Depois de beirar máximas históricas na bolsa de Chicago e bater recorde no Brasil, as cotações do milho começaram a dar sinais de acomodação. Mas, de acordo com especialistas consultados pelo Valor, mesmo com a correção as cotações deverão permanecer mais elevadas do que no ano passado, em média. Esse cenário continua a preocupar a indústria de aves e suínos – dependente do cereal para a produção de rações para os animais -, que pressiona o governo por mais medidas para baratear o insumo.

 

Em Chicago, os contratos futuros do milho estão em trajetória descendente desde o fim da primeira quinzena deste mês. “O clima é favorável nos Estados Unidos, e o plantio da nova safra [2021/22] está praticamente finalizado dentro da janela ideal, o que deixa a situação confortável”, diz Vlamir Brandalizze, analista da Brandalizze Consulting.

 

Embora já tenham recuado 14,85% em maio, para US$ 5,7325 por bushel, os contratos de segunda posição de entrega do milho ainda acumula valorizações de 18,62% neste ano e de 77,48% nos últimos 12 meses até sexta-feira – na semana anterior, a alta em 12 meses chegou a superar 100%.

 

“Em três anos, este pode ser o primeiro em que exista mais oferta que consumo. Por isso que o patamar caiu de US$ 7 o bushel, e a tendência é ficar entre US$ 5 e US$ 6”, afirma Brandalizze, reforçando que qualquer evento climático pode alterar este cenário.

 

Esse arrefecimento da alta no exterior, contudo, foi limitado no Brasil. O dólar em torno de R$ 5 mantém a paridade de importação muito alta. Um exemplo é o Indicador Esalq/BM&FBovespa, que subiu mais de 4% em um mês, com a saca de 60 quilos cotada a R$ 101,93 – no dia 18 de maio, o índice atingiu o maior valor da história (R$ 103,23 por saca). Nas praças monitoradas pela consultoria StoneX, o cereal mostra tendência de queda em maio, sendo a mais expressiva em Maringá (PR), de 8,4%, de R$ 107 para R$ 98 por saca de 60 quilos na última sexta-feira.

 

João Pedro Lopes, analista da StoneX, disse que a baixa deve continuar limitada pelo câmbio. Atualmente, segundo operadores, o cereal brasileiro é o mais caro do mercado, se considerado só o custo por tonelada. Isso sinaliza que indústrias e criadores pagam mais para manter o milho no Brasil, e importar não tem sido opção. “O custo logístico é alto e, às vezes, nem é possível”.

 

 

Neste cenário, compradores se retraem à espera da segunda safra brasileira.
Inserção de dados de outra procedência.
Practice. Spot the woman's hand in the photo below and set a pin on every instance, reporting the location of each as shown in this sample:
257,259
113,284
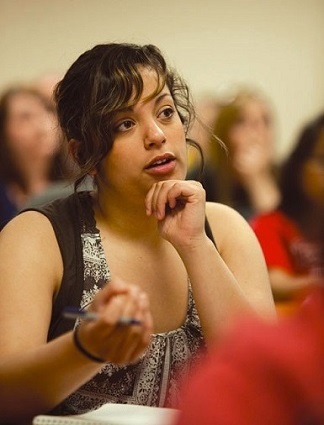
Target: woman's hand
179,206
105,338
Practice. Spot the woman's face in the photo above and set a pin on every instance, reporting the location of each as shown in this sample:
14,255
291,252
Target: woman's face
313,173
31,129
149,144
254,127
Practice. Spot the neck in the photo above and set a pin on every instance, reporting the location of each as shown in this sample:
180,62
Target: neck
125,218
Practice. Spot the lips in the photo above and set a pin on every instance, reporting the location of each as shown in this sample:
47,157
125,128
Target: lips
160,161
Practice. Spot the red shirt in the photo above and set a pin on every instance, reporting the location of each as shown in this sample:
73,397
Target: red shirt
263,374
284,246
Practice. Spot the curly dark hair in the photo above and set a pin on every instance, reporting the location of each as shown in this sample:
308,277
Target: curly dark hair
106,79
294,201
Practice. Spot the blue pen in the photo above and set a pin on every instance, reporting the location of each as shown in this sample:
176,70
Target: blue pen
76,313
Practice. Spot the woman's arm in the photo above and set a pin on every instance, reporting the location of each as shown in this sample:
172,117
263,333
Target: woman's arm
36,375
227,282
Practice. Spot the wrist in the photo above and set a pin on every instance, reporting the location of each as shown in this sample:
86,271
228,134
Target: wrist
79,346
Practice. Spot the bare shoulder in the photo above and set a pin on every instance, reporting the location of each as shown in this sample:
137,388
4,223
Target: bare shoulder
227,224
29,224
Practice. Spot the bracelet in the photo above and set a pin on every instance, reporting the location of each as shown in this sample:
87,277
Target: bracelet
82,350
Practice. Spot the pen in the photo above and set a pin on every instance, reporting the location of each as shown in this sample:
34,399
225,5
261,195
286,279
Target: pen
76,313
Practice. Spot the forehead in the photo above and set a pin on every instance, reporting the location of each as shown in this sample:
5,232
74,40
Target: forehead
22,101
152,84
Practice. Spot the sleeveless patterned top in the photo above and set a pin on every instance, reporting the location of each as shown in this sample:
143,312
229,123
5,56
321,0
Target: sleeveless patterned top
155,380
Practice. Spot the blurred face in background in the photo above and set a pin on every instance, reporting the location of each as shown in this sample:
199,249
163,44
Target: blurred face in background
313,173
253,127
31,128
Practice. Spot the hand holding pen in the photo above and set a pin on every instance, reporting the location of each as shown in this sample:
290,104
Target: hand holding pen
118,327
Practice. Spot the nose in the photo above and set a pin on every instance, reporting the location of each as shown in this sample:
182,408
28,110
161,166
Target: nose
153,135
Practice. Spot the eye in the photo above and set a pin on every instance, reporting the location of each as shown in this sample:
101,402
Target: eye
124,126
166,113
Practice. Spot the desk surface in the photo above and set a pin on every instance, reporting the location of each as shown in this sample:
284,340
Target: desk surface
114,414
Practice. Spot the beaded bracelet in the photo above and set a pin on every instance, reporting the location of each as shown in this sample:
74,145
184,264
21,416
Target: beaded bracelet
82,350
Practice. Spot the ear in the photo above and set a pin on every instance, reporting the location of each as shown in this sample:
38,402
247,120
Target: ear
74,146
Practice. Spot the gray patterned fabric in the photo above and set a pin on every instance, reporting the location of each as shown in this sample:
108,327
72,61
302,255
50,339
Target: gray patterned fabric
155,380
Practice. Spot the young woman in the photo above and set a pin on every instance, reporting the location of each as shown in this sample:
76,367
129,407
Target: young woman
289,235
31,153
244,175
142,231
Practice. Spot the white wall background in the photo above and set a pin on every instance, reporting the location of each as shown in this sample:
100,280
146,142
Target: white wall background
277,45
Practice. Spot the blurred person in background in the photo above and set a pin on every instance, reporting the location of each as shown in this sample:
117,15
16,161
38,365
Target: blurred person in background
206,110
241,172
31,154
273,374
289,235
45,85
Porém, esta sofre seguidos cortes nas estimativas de produção em função do atraso da semeadura e do tempo seco em importantes áreas produtoras. “O atraso no plantio alongou a entressafra e criou um ambiente de preocupação”, diz Paulo Molinari, analista da Safras & Mercado.

 

Ademais, mais da metade da safrinha já foi negociada, segundo a StoneX, e o produtor está confortável para negociar o que resta.

 

Com margens apertadas e temendo serem considerados “vilões” da inflação, produtores de aves e suínos pedem ao governo federal medidas que deixem o milho mais barato. A única veio em abril, com a retirada da Tarifa Externa Comum (TEC) para o cereal importado de fora do Mercosul. A intenção era que a notícia segurasse as cotações, mas Ricardo Santin, presidente da Associação Brasileira de Proteína Animal (ABPA), reconhece que a iniciativa não surtiu efeito. “O cenário piorou”.

 

O dirigente diz que o segmento pediu um pacote de medidas que ainda não foi atendido pelo governo, como isenção de PIS/Cofins e do Adicional de Frete para Renovação da Marinha Mercante (AFRMM) sobre o cereal que vem de fora do país.

 

A ABPA quer também a liberação da importação de variedades transgênicas dos EUA que não são autorizadas no país, para que possam vir exclusivamente para ração – demanda que existe desde 2016 junto à Comissão Técnica Nacional de Biotecnologia (CTNBio). “Precisa haver uma ação governamental, senão essa alta vai acabar na mesa do consumidor”, conclui Santin.